AMD RDNA4 Architecture: Complete Overview and Analysis
AMD’s next-generation GPUs are nearly here, utilising the RDNA4 architecture and while you’ve probably seen our previous video about what AMD needs to do to compete with NVIDIA, today we’re focusing specifically on what RDNA4 brings to the table technically. We’ll be looking at everything from architectural improvements to performance numbers, and software features, and even making some educated price predictions.
Just the other day, we were invited onto a briefing session with AMD to go through all of the information that we can let you know about today, and looking at AMD’s slides, we can see a clear progression from RDNA2 through RDNA3 and now to RDNA4. Each generation has brought significant improvements, but RDNA4 represents perhaps the most substantial architectural overhaul since the original RDNA lineup. The most fundamental change appears to be in how the architecture handles resource allocation. RDNA3 used a static register allocation system, where registers would be reserved for specific workloads even when idle. RDNA4 introduces dynamic register allocation, which means those previously idle registers can now be repurposed on the fly. This allows for much more efficient utilization of the silicon and helps explain some of the performance gains we’re seeing. Another major advancement is in the ray tracing hardware side of things.
AMD has a sophisticated new implementation of oriented bounding box optimisation, or OBB for short. For those unfamiliar, this technique dramatically reduces the number of ray intersection tests needed when tracing complex scenes. The traversal heatmaps in the slides show significantly fewer ray tests being performed for the same scene, which translates to much better ray tracing performance.
The compute architecture itself has seen substantial improvements.

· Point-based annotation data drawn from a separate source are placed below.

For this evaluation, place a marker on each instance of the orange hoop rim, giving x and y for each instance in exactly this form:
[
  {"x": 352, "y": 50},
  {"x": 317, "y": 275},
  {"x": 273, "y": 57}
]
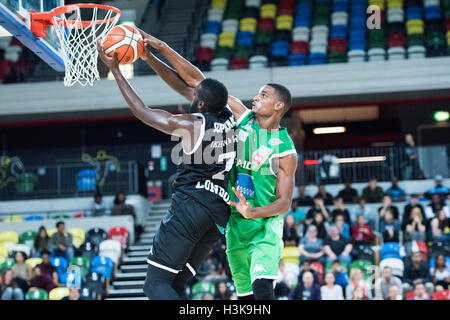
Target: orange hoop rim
[{"x": 50, "y": 17}]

The biggest gains appear to be in specialized compute operations, with half-precision operations seeing a 2x improvement over RDNA3, while INT8, FP8, and the newly supported BF8 operations show an impressive 4x improvement.

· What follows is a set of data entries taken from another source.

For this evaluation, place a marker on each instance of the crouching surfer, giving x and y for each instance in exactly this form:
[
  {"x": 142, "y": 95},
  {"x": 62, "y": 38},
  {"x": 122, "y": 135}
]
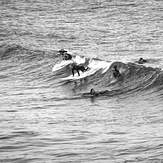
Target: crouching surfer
[
  {"x": 78, "y": 68},
  {"x": 65, "y": 56},
  {"x": 74, "y": 66}
]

This is particularly significant for AI workloads, which often rely heavily on these lower-precision operations. Digging deeper into the compute enhancements, we can see that AMD has maintained the same F32 (standard floating-point) performance at 256 operations per compute unit and the same F64 (double precision) at 4 operations per CU. However, for the AI-relevant operations, the improvements are substantial. The FP16 and BF16 operations have increased from 512 to 1024 or 2048 operations per CU, depending on the workload. Perhaps even more impressive is the new support for FP8 and BF8 formats, which can achieve 2048 to 4096 operations per CU. The INT8 operations have dramatically improved from 512 to between 2048 and 4096 operations per CU, while INT4 has jumped from 1024 to between 4096 and 8192 operations per CU.